The quartet played a tight 16-song set that included new songs as well as the hits that made the enthusiastic audience fill up the small theater in the first place.
Seven hundred people — from children to wounded military personnel brought in from Landstuhl Regional Medical Center and given front row seats — rocked to Staind’s mix of melodic lyrics and metallic crunch. Judging by the crowd reaction, they were happy with what they got.
“I’ve been waiting to see this band for a long time,” said 18-year-old Alex Favors, who took in the show with his girlfriend, Casey Proctor.
Favors, son of military retirees in Kaiserslautern, said Staind has “revolutionized the genre” by avoiding the cookie-cutter mentality of so many mainstream acts.
“They haven’t tried to stay the same sound, and they’re not afraid to go outside the boundaries,” he said.
As the grown-ups chugged beer in honor of St. Patrick’s Day, and some kids in attendance mixed Pop Rocks and Pepsi, Capt. Paul Templeton of the 2nd Brigade, 1st Armored Division walked around providing security.
While the mix of music and beer was a slight concern for security staff, Templeton said he didn’t expect any problems Friday night.
“There’s not as many people here,” he said, referring to the 2nd Brigade’s deployment to the Middle East and the fewer boots currently in Baumholder. “There’s less potential [for problems] because they’re all deployed.”
Melissa Smith, whose husband is among those deployed with the 2nd Brigade, stood in line for two hours Monday to get tickets.
“I’m just glad that they’re willing to come,” she said of the band. “It gets a lot of us together that we normally don’t see every day, and it boosts morale. Baumholder’s a hole.”
As the show ground on, the audience might as well have been back home in the States.
Girls got on their boyfriends’ shoulders before security rushed over, and lighters went up when the band played its hit “So Far Away.”

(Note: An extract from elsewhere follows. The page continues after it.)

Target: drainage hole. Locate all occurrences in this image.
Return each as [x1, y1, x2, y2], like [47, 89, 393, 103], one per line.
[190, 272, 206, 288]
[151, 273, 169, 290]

The song’s bittersweet melody and lyrics seemed to strike a particularly poignant chord with an audience largely comprising spouses waiting to reunite with their loved ones deployed to Iraq and Kuwait.
“Now that we’re here, it’s so far away,” sang Staind’s lead vocalist, Aaron Lewis, as the audience swayed and held their lighters high. “And I feel like I can face the day.”